To be sure, NPS is treated differently from other pension funds as far as taxation goes. NPS is under the exempt-exempt-tax (EET) regime: The first two stages of investing—contribution and accumulation—are tax-exempt; but the last stage—withdrawal—is not. However, the public provident fund (PPF) and the Employees’ Provident Fund Organisation (EPFO) is under the exempt-exempt-exempt (EEE) regime; all three stages are tax-exempt. The government aims to change this; the draft direct tax code proposes several changes in the tax regime which, once enacted, would bring the EET regime into effect not only for EPF and PPF, but also for payments such as gratuity and leave encashment. However, at this stage it is far from clear as to what shape the final enactment will take.
What is clear, though, is what PFRDA can do.
In a pension scheme, the investor buys a mix of securities over time to build a corpus, which is then drawn down to provide income in retirement. Equities as an asset class provide higher returns over the long run due to the risk premium attached to the variability of their returns. But the variability of annualized equity returns declines over time. Therefore, higher equity exposure will reward younger investors.
An efficient pension fund investment policy would then provide a higher contribution to equity for younger investors. The thumb rule in the developed financial markets is 100 less investor’s age in years equals the percentage point allocation to equity. Yet, the investment guidelines issued by PFRDA cap the equity allocation at 50%. This rigidity costs younger investors up to 2% in annual returns. It is interesting to note that the 2007 Deepak Parekh committee set up to suggest investment guidelines for pension funds had recommended a choice of up to 100% equity allocation. With this mandate and some ingenuity, the regulator could provide investors an option that would be almost equivalent to achieving an EEE regime for pensions. For this, it could offer hybrid funds with a minimum allocation to equities of 65%; the investment in the hybrid fund makes them eligible for exemption from long-term capital gains tax. For achieving overall asset allocation, either an investor could be allowed a second pension account with a pure debt-based scheme or it could be left to the investor to do so outside the pension system through the much-envied PPF.

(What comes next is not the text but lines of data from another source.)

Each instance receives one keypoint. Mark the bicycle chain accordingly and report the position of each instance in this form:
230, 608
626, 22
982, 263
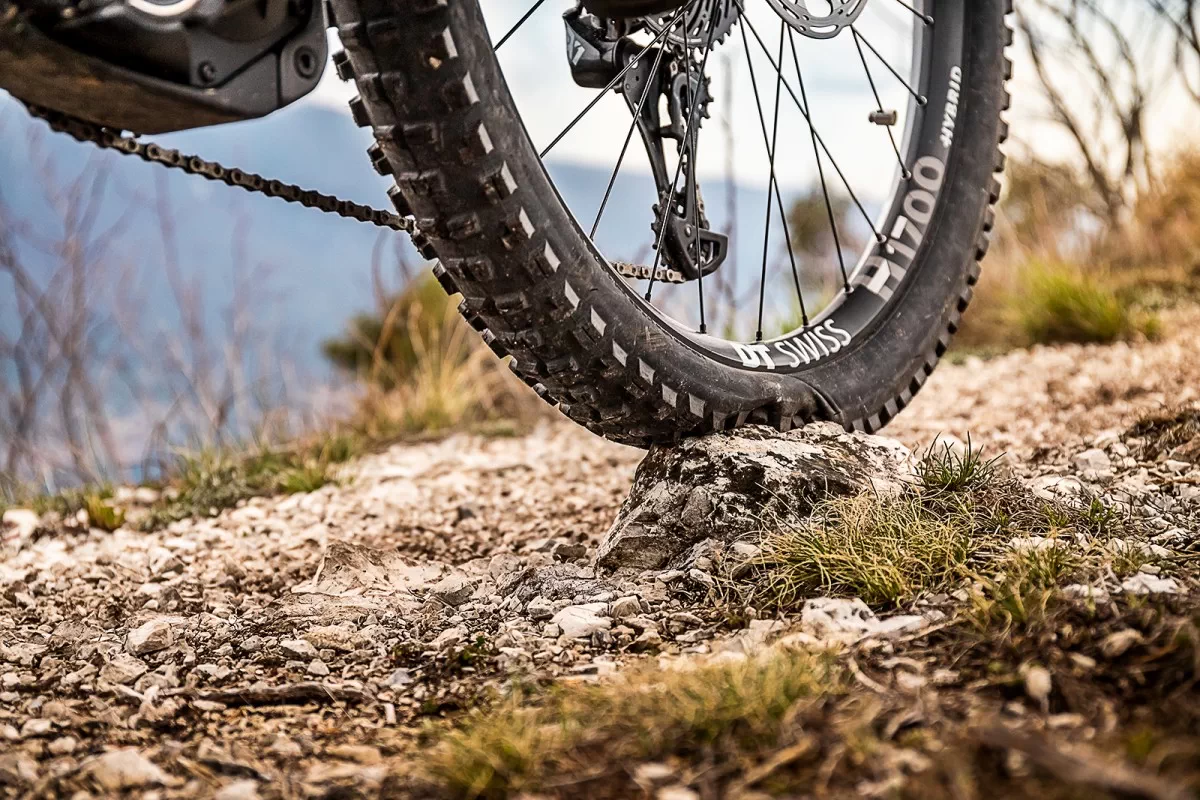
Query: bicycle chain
109, 139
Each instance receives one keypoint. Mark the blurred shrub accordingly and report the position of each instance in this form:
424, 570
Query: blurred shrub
1061, 304
425, 371
382, 347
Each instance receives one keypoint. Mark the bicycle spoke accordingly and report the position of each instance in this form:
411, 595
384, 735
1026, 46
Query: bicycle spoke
879, 103
633, 126
804, 112
604, 91
517, 26
772, 188
921, 98
825, 186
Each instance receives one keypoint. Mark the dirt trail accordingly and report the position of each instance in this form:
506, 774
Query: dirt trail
287, 648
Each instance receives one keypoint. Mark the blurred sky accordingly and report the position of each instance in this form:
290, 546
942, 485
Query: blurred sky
840, 97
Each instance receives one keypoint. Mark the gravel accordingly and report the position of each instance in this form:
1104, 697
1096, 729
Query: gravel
271, 644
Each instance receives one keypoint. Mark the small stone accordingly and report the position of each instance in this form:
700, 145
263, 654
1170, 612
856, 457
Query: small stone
18, 524
455, 589
244, 789
745, 551
1084, 662
648, 642
123, 669
1149, 584
653, 773
1115, 645
1057, 487
150, 637
1038, 684
399, 678
569, 552
624, 607
336, 637
449, 638
1097, 595
298, 649
36, 727
581, 621
286, 747
63, 746
17, 769
251, 644
540, 608
715, 487
1095, 459
124, 769
358, 753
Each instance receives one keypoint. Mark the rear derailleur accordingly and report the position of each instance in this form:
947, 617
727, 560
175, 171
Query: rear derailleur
598, 52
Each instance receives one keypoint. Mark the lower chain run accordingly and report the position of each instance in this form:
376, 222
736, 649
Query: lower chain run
108, 139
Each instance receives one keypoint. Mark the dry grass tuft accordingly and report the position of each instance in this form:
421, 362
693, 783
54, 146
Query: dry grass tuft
1050, 302
599, 732
1174, 433
207, 482
454, 383
425, 372
954, 527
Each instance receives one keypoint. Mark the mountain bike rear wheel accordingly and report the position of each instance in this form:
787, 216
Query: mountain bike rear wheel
538, 288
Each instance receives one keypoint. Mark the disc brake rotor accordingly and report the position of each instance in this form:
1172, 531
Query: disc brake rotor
841, 14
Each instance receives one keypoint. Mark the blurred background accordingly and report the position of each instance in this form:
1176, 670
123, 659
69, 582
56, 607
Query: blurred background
153, 323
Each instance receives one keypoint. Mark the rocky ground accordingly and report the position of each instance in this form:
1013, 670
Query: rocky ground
305, 645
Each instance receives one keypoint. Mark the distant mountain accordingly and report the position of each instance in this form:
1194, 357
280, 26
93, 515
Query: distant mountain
321, 265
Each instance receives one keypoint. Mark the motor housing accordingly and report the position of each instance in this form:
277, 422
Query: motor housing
153, 67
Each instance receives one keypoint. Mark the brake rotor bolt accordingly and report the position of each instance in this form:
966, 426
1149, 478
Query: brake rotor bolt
306, 62
885, 118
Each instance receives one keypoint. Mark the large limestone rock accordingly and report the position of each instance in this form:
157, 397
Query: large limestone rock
723, 486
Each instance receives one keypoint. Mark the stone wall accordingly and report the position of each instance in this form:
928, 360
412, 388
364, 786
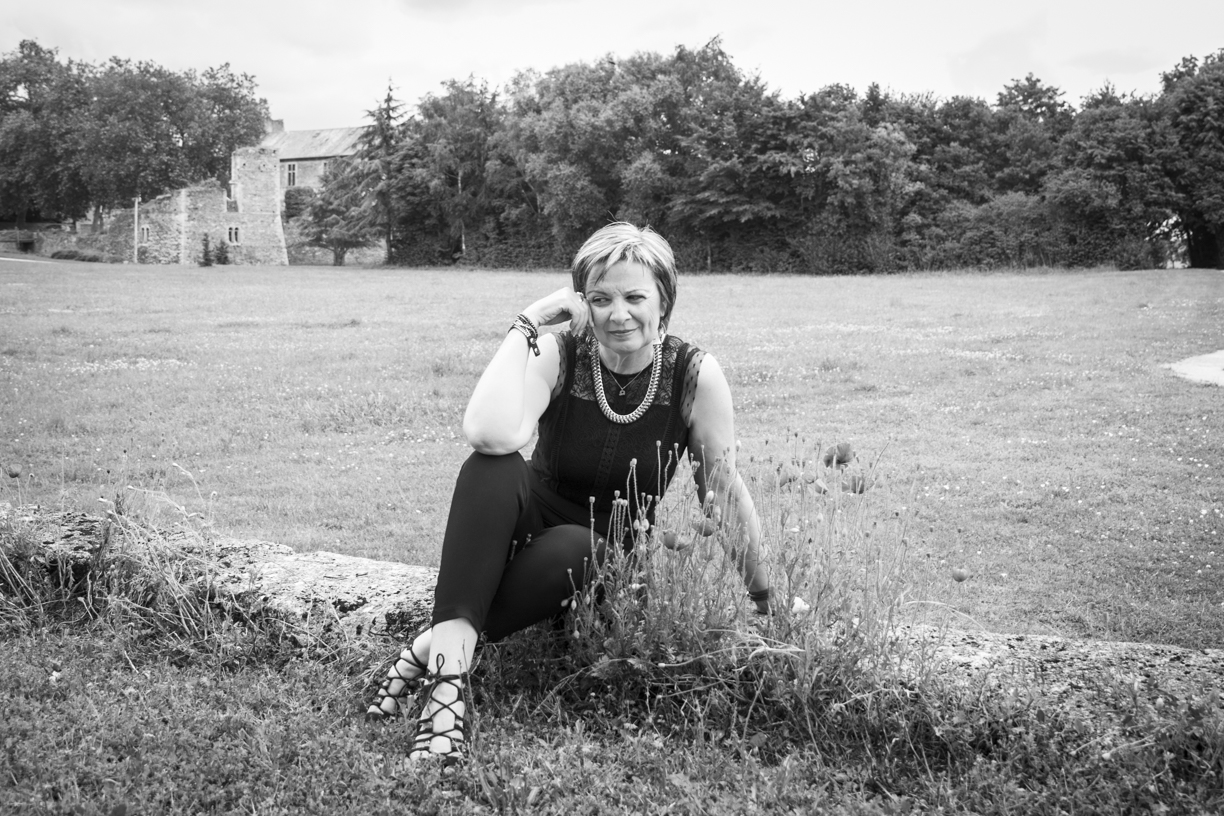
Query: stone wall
174, 225
307, 173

And the investment universe isn’t restricted to the Bombay Stock Exchange (BSE) Sensex and the National Stock Exchange (NSE) Nifty. Both these indices comprise large-cap stocks, of companies with large capitalizations, and account for only 50-60% of total market capitalization. The University of Chicago’s Eugene Fama, among others, has shown that for the long-term investor, there is some extra juice of returns in investing in small-caps and value stocks. Therefore, the regulator should at least allow pension fund managers (PFMs) an option at this stage to offer funds benchmarked on or mirroring broader market indices such as the S&P CNX 500—later this could be made mandatory. The restriction on the use of derivatives should go, as these are valid risk management tools and can be used to structure relatively safer pension plans, as Boston University’s Zvi Bodie, author of Worry-Free Investing (2008), has shown.
Once these regulatory issues are addressed, NPS would become an intelligent and efficient system of old-age income security. However, to build a large base of funds for PFMs to manage to ensure sustainability, PFRDA should try to keep NPS open to as large a body of investors as possible for the purpose of long-term savings. These savings include, besides pensions, savings for house, children’s education and one’s will or estate. In doing that, it would be following the example of the growth of mutual fund industry in India which, while meant to serve small investors, has grown with the contributions of high net worth investors and corporate treasuries.
To illustrate, under NPS it is mandatory for the investor to purchase an annuity for 40% of the corpus. An annuity guarantees a monthly payment for life but the corpus is lost to the investor or his or her heirs in case of death. This is a specific and restrictive feature of pure pension savings. Instead, it should be possible to offer an alternative as an option with a cap on the percentage of corpus that can be withdrawn in a year. This would meet the requirement of old-age income security while catering to other long-term savings goals. Also, the asset basket may be expanded to include alternative asset classes such as gold and real estate which hold special attractions and relevance for Indian investors.
With these initiatives, PFRDA can, by itself, unlock the full potential of NPS, without waiting for a new tax code.